A conflict of interest; disclose it promptly and avoid/recuse from the decision.
Within an organisation, who is the designated role that advises on data protection compliance and acts as the contact point for the ICO?
The Data Protection Officer (DPO).
In the UK, what does IAP stand for?
Institute of Analysts and Programmers
Both BCS and IEEE require members to keep their skills up to date. What is this ongoing activity commonly called?
Continuing Professional Development (CPD).
Which UK law protects software (source code) as a form of literary work?
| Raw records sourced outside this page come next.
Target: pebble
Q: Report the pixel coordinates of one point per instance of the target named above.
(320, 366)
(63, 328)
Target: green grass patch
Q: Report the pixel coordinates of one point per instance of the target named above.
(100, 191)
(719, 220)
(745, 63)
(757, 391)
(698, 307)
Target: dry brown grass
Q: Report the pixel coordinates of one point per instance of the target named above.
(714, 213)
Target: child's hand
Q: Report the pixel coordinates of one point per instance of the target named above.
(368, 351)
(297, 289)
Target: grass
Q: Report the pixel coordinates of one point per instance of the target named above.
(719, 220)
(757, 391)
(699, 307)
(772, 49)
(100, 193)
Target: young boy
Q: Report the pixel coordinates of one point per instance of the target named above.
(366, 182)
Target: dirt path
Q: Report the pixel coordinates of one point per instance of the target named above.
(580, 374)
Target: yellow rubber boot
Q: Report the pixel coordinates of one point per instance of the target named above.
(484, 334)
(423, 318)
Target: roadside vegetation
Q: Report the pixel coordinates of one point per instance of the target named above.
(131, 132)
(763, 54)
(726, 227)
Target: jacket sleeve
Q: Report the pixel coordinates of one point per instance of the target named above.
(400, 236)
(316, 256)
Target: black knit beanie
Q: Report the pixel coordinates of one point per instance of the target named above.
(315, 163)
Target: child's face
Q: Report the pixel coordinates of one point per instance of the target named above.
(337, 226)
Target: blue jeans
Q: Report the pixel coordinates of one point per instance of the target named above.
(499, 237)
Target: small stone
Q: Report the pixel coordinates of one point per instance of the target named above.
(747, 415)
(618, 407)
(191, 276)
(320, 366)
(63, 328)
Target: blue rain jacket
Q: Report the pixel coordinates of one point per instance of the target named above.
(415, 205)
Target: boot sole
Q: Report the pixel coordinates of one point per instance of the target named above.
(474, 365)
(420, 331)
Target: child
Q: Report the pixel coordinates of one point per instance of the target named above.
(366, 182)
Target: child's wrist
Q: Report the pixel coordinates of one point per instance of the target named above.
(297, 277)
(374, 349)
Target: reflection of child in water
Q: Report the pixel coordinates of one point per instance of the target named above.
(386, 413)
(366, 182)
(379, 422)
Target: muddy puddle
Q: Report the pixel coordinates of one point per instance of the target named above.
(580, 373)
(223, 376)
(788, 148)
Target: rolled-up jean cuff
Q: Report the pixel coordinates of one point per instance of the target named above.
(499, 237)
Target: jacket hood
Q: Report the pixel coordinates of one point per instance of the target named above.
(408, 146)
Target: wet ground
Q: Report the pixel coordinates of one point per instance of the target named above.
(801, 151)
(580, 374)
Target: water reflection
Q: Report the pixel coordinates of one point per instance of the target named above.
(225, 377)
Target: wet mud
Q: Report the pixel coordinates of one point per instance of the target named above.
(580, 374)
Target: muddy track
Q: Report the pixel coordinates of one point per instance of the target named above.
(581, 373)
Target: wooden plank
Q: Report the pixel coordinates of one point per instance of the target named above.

Copyright, Designs and Patents Act 1988
A client wants you to use a dataset scraped from social media that includes identifiable personal data without consent. What are your ethical next steps?
Advise against unlawful processing, seek lawful basis/consent, minimise/anonymise where possible, and escalate to the appropriate authority if needed; don’t proceed in a way that risks harm.
Under the Computer Misuse Act 1990, what offence is covered by section 3A?
Making, supplying or obtaining articles for use in Computer Misuse Act offences.
Which professional body is best known for technology standards like 802.11 (Wi-Fi) and 802.3 (Ethernet),
IEEE (Institute of Electrical and Electronics Engineers)
What does the IEEE Code of Ethics require regarding fairness and respect in the workplace?
Treat all persons fairly and with respect; do not engage in discrimination or harassment; foster inclusive, equitable practice.
Under UK law, what must organisations do to avoid disadvantaging disabled users of their websites or apps? State the law and action
Equality Act 2010: Make reasonable adjustments e.g., accessibility features/compliance.
A new hire brings “reference” code that appears lifted from a competitor’s proprietary system and your manager hints you should reuse it to hit deadlines. What should you do, ethically?
Refuse to use the code, explain IP/copyright and integrity concerns, report/escalate through proper channels e.g. line manager, and pursue a clean room or original solution.
Under the Copyright, Designs and Patents Act 1988, what is the UK doctrine that allows limited use of copyrighted works without permission for purposes like criticism, review, news reporting, or non-commercial research/private study (with proper acknowledgement where required)?
Fair dealing.
The widely used Software Engineering Code of Ethics and Professional Practice was jointly developed by which two organisations?
ACM and the IEEE Computer Society
Name the four sections (headings) of the BCS Code of Conduct.
Public Interest; Professional Competence and Integrity; Duty to Relevant Authority; Duty to the Profession.
Under the Consumer Rights Act 2015, if paid-for digital content is faulty, what remedies are consumers entitled to?
A repair or replacement; if that’s impossible or fails, a price reduction or refund.
On the eve of release, you discover the fraud-flagging model for a UK banking app wrongly labels 8% of transactions from screen-reader users as “high risk” because of an accessibility-related proxy in the data. Management says “ship now, fix later.” Under BCS/IEEE expectations, do you sign off? What are the two immediate actions you must take before any release?
Escalate and seek a pause with the appropriate authority to prevent foreseeable harm to the public, document the risk and your objection.
Initiate a remediation path: remove the proxy feature, run fairness testing, and complete a DPIA with accessibility considerations, only proceeding after independent review and sign-off.
Name three UK GDPR data protection principles.
Lawfulness, fairness and transparency; purpose limitation; data minimisation; accuracy; storage limitation; integrity and confidentiality (security); accountability.